Dickie Roberts’s mother pushed him into acting as an extension of her own lackluster showbiz career, and in the 70s, it paid off in the form of catchphrase-spouting breakout member of The Glimmer Gang, a show with Partridge Family vibes. However, when the show saw a ratings decline and cancellation, Dickie spent decades struggling to regain a sliver of the fame he had as a child actor, and now ekes out a living as an L.A. valet with occasional appearances on trashy reality shows trading on his old glory, and often appearing in tabloids for bad behavior. Reaching a complete low point, Dickie is determined to make the real comeback to restart his career and create the happy ending for an autobiography deal, and stakes it all on getting the lead in Rob Reiner’s new project Mr. Blake’s Backyard. Reiner tells him that it’s a very grounded, genuine character, and while he’s a big fan of Dickie, he’s completely wrong for the part because he’s never had a grounded, genuine life thanks to having a completely unnatural childhood. Seizing on that, Dickie declares that if that’s the whole problem, all he has to do is live a normal childhood by the time they have to make the casting decision, and runs out to hire a family to raise him. George Finney, car dealership owner who’s never home, unilaterally takes the job without consulting his family, forcing Dickie on his wife Grace and kids Sam and Sally, who are completely creeped out by this grown man with a limited understanding of human relationships.

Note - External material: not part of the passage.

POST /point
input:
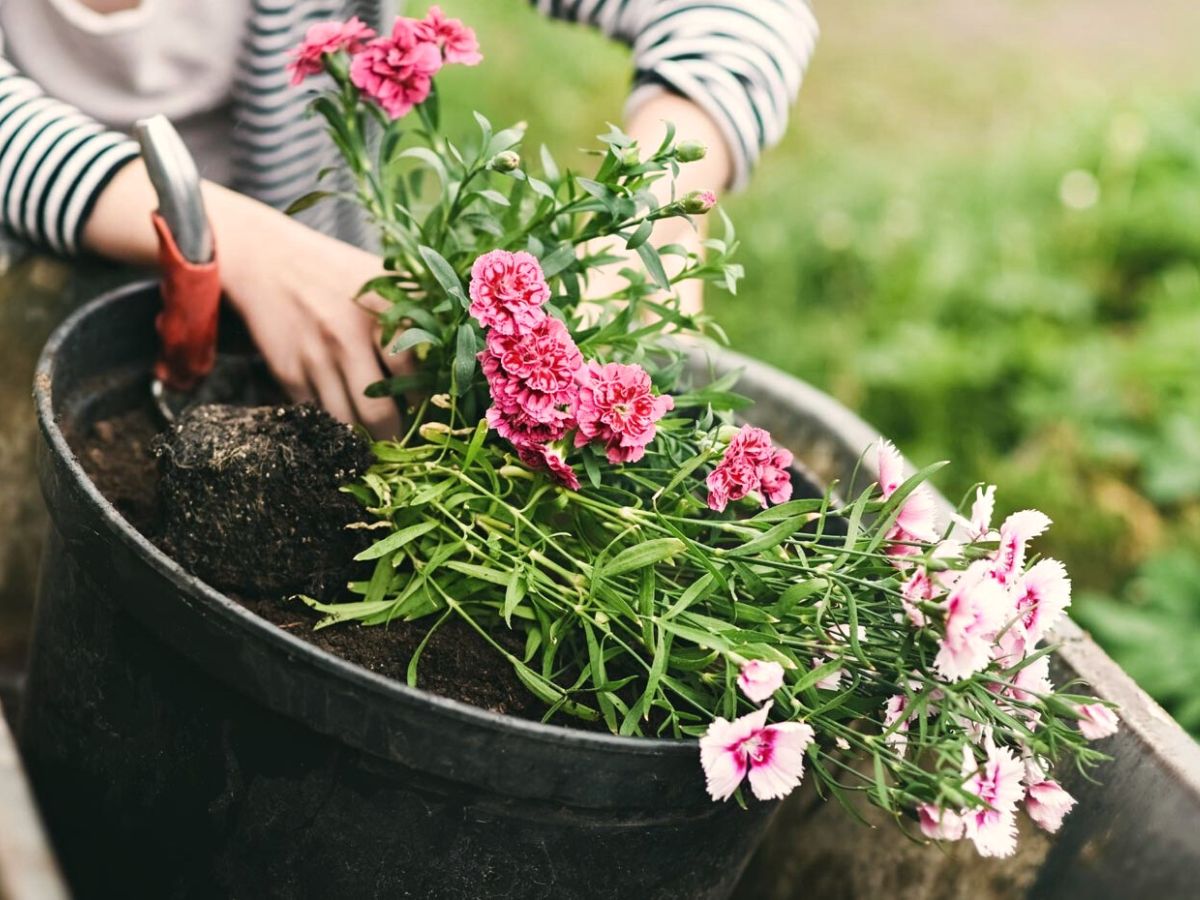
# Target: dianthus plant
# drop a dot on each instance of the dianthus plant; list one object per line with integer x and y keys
{"x": 582, "y": 496}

This was a lot deeper and not nearly as raunchy as I expected. I think I may have gotten a little confused with The Hot Chick, which came out a year earlier, was also aggressively marketed at teens, wasn’t even David Spade, and also looks like it has more heart than it was sold on. Dickie’s public misbehavior is mostly alluded to rather than shown or described in detail, and the most tabloid-worthy exploits seem to be a past chapter of his life he wants to move on from.

I usually appreciate movies that make heavy use of celebrities playing themselves, but in this case it didn’t do much for me because they’re mostly the former child stars of 2003, who were children on TV in the 60s-80s, which I didn’t really have any recognition of until they start talking about being on The Brady Bunch or other shows I have less osmotic pop culture knowledge of. Take away those and the hosts of trashy syndicated shows I never watched, and I think the only cameos left are Tom Arnold, Brendan Fraser, and Rob Reiner.

Of course, the real center of the movie is Dickie and the family, and they do find their dysfunctional connection. They learn and grow through each other by being honest and reaching out, and I think maybe that worked better with the kids than the mom. Dickie and Grace are friendly, but Grace seems more like a friend and mentor to him than where the movie wants to end up with them. She’s been assigned the role of his surrogate mother, but that doesn’t quite work, and neither does the ultimate direction. Dickie’s strongest relationship is with the family he never had, not with any of them individually.

As a fun little vehicle, this is great popcorn fare. The main novelty it trades in has an expiration date that blew by a long time ago, but not in a “you can’t get away with that anymore and that’s a good thing” way. Altogether this is a nice way to pass some time with the older kids in your life, and maybe it will become something special for them, but if it was ever going to be something special for me, it’s lost its chance by now.